Tangle gives you an infinite canvas of rooms with privacy “doors” where you can overhear conversations with spatial audio, like in a coffee shop, giving you casual swivel chair moments that aid collaboration, or close your office door to have private conversations.
With Tangle, employees have more freedom of choice about how they show up at work with highly customizable avatars, individual volume controls, and intuitive party responses like confetti.
Schwartz said many others have tried to create full 3D walking avatars to represent people, and the company doesn’t think that’s something people really want. It’s too complicated to navigate or move. It slows you down to get things done.
“We found that we only lost the camaraderie and social presence of feeling like you’re with a bunch of people versus a bunch of worker bees, like these are real people with real lives,” Schwartz said. “So a way to connect and feel like a close-knit team is the real thing missing in remote work software.”
The app runs at 60 frames per second because it comes from gamers. In fact, there are no delays that slow you down and make you less productive.
In Tangle you can raise your hand like you can in Microsoft Teams. But you can also increase the intensity and wave the hand back and forth when you need to make an important break. If someone makes a bad joke, you can send them to the prank dungeon and virtual prison bars will appear.
Tangle aims to reduce glut of meetings and increase camaraderie, creativity and the serendipitous spark of being together.

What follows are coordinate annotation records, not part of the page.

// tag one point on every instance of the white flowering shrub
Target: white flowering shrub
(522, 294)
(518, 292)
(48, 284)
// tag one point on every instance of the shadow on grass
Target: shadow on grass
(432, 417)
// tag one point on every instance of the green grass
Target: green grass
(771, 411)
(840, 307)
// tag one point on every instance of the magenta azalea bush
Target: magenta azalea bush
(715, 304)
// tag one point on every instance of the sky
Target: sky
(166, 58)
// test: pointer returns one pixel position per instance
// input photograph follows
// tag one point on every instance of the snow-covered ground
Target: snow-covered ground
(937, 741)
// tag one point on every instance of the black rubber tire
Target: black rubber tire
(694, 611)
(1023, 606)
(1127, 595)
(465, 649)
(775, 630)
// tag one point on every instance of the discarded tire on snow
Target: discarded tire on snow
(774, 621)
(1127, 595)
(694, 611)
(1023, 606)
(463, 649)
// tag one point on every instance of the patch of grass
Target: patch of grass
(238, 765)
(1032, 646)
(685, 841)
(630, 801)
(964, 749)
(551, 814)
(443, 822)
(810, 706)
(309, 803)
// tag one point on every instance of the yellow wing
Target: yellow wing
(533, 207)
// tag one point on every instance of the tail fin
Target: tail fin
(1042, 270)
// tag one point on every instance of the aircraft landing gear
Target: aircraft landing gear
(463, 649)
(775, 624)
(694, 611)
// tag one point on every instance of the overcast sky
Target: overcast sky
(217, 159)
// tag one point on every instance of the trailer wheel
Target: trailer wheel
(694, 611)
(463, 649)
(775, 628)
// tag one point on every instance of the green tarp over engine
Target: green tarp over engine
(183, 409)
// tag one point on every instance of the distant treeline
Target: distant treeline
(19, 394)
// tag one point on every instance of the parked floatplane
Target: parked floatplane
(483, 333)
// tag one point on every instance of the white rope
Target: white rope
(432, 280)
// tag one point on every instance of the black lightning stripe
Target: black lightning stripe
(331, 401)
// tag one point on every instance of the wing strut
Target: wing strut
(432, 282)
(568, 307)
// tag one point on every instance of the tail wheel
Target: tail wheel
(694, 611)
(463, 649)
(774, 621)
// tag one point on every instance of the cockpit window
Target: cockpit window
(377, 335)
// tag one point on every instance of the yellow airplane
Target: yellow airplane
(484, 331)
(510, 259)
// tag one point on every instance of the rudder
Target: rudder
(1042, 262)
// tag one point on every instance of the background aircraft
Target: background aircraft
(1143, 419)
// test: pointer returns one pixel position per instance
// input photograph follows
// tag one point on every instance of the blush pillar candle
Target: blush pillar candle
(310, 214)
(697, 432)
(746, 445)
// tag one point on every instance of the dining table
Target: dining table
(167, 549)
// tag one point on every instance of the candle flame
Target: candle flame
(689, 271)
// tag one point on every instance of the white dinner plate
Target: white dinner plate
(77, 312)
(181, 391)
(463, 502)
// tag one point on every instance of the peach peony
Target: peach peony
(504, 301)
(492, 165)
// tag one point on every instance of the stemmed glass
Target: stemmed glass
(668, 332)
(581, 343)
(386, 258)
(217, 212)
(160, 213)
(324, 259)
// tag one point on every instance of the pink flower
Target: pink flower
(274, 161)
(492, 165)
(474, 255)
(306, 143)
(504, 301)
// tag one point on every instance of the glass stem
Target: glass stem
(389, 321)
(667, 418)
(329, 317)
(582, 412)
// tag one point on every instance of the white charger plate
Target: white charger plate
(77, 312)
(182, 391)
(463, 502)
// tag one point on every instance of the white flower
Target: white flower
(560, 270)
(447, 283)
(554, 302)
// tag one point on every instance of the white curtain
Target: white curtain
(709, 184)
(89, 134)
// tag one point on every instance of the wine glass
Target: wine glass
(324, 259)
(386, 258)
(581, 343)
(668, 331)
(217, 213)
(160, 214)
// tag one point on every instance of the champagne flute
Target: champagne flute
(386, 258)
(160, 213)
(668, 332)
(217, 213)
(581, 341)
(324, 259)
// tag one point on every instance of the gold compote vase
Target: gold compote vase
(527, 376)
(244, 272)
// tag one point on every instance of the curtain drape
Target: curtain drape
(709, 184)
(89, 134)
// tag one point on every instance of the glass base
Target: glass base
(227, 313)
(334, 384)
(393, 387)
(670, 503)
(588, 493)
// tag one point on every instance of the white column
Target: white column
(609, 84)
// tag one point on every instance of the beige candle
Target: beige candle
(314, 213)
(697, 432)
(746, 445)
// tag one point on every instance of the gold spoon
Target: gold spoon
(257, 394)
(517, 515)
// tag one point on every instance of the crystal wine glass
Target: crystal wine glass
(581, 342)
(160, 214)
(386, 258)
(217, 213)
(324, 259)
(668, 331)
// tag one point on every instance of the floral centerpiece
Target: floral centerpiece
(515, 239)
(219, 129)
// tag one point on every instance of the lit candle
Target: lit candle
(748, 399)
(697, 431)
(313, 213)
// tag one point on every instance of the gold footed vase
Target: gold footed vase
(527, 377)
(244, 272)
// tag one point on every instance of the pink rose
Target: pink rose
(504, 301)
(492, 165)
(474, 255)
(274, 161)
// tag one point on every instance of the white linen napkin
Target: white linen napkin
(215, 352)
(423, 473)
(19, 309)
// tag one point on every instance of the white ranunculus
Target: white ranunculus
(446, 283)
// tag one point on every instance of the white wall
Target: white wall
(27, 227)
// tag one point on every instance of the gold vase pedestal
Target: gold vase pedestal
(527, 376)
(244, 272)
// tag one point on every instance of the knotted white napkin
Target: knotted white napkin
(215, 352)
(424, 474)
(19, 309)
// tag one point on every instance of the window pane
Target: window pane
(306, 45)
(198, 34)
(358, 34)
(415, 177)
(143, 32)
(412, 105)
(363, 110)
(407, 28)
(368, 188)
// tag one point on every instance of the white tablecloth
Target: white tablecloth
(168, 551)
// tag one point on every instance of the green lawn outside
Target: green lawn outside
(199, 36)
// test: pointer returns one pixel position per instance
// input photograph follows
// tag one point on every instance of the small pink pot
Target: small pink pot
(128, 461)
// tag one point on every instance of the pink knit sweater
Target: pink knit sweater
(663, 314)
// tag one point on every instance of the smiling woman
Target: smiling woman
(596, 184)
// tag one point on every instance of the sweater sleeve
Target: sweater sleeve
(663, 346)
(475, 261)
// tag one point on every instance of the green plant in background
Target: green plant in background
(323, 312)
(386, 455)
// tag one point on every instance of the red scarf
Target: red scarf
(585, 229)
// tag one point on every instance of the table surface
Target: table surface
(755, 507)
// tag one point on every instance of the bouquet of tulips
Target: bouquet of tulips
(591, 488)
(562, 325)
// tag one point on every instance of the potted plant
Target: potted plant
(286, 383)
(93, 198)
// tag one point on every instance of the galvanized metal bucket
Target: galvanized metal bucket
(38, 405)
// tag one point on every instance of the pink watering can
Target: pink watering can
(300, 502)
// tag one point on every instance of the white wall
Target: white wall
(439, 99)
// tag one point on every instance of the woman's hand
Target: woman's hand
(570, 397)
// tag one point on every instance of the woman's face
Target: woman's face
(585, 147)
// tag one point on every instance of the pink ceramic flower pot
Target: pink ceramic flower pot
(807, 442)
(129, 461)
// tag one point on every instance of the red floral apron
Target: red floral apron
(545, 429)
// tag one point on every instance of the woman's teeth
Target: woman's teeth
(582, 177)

“Instead of taking personal culture and integrating it directly into remote life, we are taking the best of in-office and external and layered social functions that celebrate being human,” said Cy Wise, Absurd:joy COO, in a statement. “If a team’s culture consists solely of back-to-back meetings and endless messaging chats, culture and productivity suffer. Tangle has built-in features that allow employees to send and receive social signals and appear as themselves, making Tangle sustainable and exciting to the real human heart.”
Some users are Lightforge Games and FarHomes.
“As a wholly third-party company from day one, we knew our success depended on solving remote collaboration—specifically the social elements of randomly bumping into others, eavesdropping on chats, or even just hanging out,” says Matt Schembari , CEO of Lightforge Games. “Luckily we found Tangle super early and it completely defines how we work as a team. As our virtual hub, Tangle offers the benefits of remote working while maintaining the social connection and fun of a video game studio”
FarHomes CEO Chet Kittleson said Tangle makes collaboration fun again. He said Tangle creates the sense of belonging when working remotely, while eliminating the countless hours spent in meetings, whether it’s jumping into an open room to have a casual conversation, or knocking on the door of someone sitting with their head down.